Post
by RLBURNSIDE » 17 Mar 2017, 12:41
Enthusiasts' ideas are often incorporated (without credit let alone renumeration) into companies' product lines, surreptitiously. Although I do think VRR has been supported by eDP for laptops for many years, only for saving power instead of gaming.
VRR both makes sense and doesn't.
I write games VR now? And guess what, you need a stable 90+ fps, with low persistence for a smooth experience. In a headset you would notice saccaded rendering rhythm such as Freesync. It came up many times, the question :"why no VRR in Rift?"
In VR, they use frame compositors to "just-in-time" reproject or synthesize a new frame to maintain solid 90fps or 120fps (Morpheus renders at 60 fps all the time AFAIK and so this reprojection is always on, which also makes perfect sense given the GPU requirements).
What this begs is: Why don't 30 fps games use reprojection to hit 60fps, similar to morpheus 60 -> 120, and Rift/ Vive's 45 -> 90. Remember, if your frame takes over 11ms (1/90), your framerate is cut in half to 45 for that frame, resulting in stutter. Oscillating between 45 and 90, randomly, is extremely irritating, and even real frames vs reprojected ones don't look the same, obviously, so what you really want to do is render at a stable 45 fps + reproject to 90, or render at a stable 90 fps (and lose image quality probably, due to tradeoffs). So reprojection is like a safety net, and not something that is meant to be used, if targetting 90 fps your engine needs to try to do that on its own. And if you can't hit stable 90fps, you should instead pack as much detail into 45 fps frames as possible, and use reprojection on all the time. This will give a consistent look. This is the reason why Morpheus games are rendered at 60 fps instead of 120. It's hard enough for PS4 games to hit 60 most of the time, especially in stereo.

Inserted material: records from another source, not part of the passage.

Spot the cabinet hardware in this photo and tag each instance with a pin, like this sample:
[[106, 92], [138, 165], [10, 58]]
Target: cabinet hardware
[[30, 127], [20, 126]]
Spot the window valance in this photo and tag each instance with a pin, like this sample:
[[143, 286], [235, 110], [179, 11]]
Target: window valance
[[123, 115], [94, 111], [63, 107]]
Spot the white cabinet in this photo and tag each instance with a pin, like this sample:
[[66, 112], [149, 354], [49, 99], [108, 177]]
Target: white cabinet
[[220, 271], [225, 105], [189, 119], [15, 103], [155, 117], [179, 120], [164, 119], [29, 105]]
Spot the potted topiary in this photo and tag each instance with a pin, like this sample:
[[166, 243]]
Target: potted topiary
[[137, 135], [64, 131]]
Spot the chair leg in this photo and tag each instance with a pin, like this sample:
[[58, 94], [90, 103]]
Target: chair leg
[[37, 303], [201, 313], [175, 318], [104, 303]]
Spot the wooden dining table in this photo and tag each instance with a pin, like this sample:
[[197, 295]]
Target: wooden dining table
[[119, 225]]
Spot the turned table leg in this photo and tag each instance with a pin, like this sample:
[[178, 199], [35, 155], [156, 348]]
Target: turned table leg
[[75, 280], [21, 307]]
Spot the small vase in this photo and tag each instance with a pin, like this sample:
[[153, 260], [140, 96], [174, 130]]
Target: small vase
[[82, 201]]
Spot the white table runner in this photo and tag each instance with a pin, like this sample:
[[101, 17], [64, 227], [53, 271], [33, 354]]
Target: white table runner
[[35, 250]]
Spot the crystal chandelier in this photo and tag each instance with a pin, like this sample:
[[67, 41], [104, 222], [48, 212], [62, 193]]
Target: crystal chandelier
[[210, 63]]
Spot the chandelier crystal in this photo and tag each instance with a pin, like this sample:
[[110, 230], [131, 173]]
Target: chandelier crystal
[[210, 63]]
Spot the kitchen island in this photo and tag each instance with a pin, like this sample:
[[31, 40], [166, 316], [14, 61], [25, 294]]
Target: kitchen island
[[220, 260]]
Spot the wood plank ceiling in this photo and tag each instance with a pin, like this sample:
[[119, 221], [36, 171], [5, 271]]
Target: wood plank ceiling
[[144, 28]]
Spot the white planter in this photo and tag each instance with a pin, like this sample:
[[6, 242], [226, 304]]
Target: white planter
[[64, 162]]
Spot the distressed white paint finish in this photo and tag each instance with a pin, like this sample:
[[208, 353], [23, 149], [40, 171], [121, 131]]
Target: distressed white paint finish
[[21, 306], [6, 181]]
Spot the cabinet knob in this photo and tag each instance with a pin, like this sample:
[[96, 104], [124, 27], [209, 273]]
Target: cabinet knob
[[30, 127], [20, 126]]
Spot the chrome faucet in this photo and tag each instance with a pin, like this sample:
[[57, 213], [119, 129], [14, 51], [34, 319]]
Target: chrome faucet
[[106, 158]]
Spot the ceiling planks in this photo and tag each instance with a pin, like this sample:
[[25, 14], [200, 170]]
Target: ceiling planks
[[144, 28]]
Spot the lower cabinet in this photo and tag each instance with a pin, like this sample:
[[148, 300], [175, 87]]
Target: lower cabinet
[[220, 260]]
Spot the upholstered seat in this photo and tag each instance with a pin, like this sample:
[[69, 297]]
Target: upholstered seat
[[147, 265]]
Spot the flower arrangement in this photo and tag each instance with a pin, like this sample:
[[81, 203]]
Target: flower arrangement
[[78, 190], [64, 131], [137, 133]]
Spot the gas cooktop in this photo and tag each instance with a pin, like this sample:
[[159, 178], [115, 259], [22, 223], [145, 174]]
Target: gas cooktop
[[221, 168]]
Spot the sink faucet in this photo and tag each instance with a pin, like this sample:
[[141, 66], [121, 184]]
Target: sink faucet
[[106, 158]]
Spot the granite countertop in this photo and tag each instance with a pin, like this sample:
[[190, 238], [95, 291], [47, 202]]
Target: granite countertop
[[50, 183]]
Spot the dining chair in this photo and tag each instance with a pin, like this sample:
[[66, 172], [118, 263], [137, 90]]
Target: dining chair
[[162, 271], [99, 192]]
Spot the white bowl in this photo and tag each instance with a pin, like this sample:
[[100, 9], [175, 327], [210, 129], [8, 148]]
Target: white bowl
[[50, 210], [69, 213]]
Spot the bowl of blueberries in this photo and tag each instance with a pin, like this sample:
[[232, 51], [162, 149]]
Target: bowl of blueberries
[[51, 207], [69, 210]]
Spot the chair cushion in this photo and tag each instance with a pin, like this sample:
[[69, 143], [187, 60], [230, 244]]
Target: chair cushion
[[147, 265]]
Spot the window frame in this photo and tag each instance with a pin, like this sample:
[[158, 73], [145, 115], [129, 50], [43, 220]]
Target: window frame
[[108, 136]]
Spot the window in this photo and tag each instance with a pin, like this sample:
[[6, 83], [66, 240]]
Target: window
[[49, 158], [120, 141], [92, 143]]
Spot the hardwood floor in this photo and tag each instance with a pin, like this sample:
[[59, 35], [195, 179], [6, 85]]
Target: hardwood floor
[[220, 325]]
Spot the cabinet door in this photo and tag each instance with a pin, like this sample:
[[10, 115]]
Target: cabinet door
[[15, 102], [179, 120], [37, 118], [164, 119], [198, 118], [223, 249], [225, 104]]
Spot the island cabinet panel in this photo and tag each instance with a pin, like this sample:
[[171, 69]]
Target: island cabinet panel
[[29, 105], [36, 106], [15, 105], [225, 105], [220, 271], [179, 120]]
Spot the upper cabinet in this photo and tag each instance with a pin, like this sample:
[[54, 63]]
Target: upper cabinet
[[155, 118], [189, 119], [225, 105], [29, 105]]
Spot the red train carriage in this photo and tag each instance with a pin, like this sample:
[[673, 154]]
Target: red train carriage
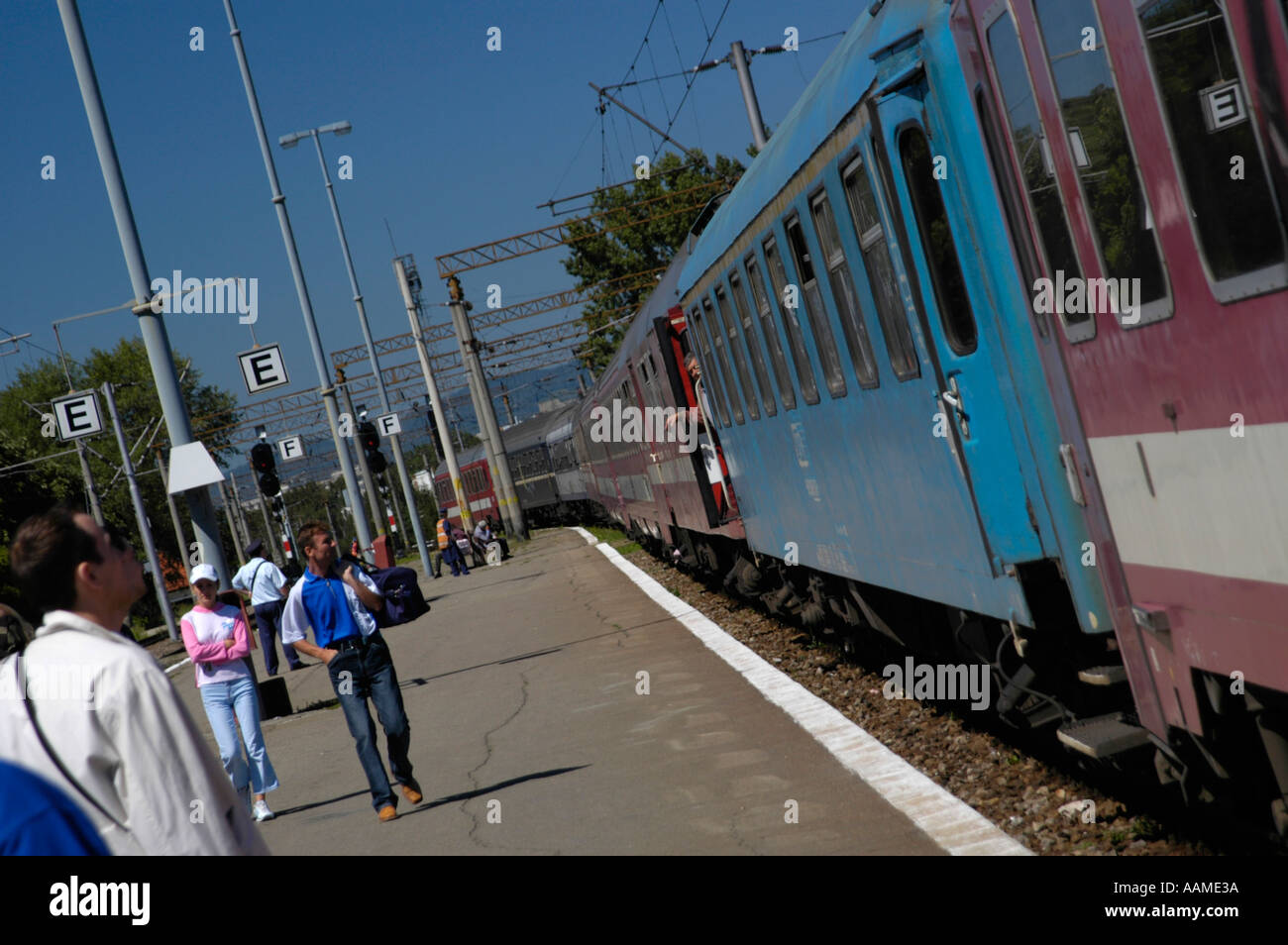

What I'm saying is: VRR is a neat trick, but ideally, you don't want variable frame duration, but reprojected frames to reduce temporal aliasing and input lag variance. If some frames naturally take 20 ms and others take 13ms, then you're going all over the place between 30 and 60 fps (typical gaming scenario pre-optimisation), and that variance will show itself to your eye. I like G-sync and so on, but I really think framerates should be unbounded, and the only frames the player ever sees should be of the reprojected and temporally re-sampled variety.
There is tech out there now for phase-space frame interpolation, acceleration and deceleration to do this in screen space, although in VR it's harder because screen space techniques don't work all that well (eye misconvergence). So VR reprojection needs the depth buffer. Which is fine because the frame compositor has the entire swap chain + depth to play with.
I really think the future of smooth gaming lies in innovations from VR tech being brought back into traditional TV / monitor 2D games. Time will tell.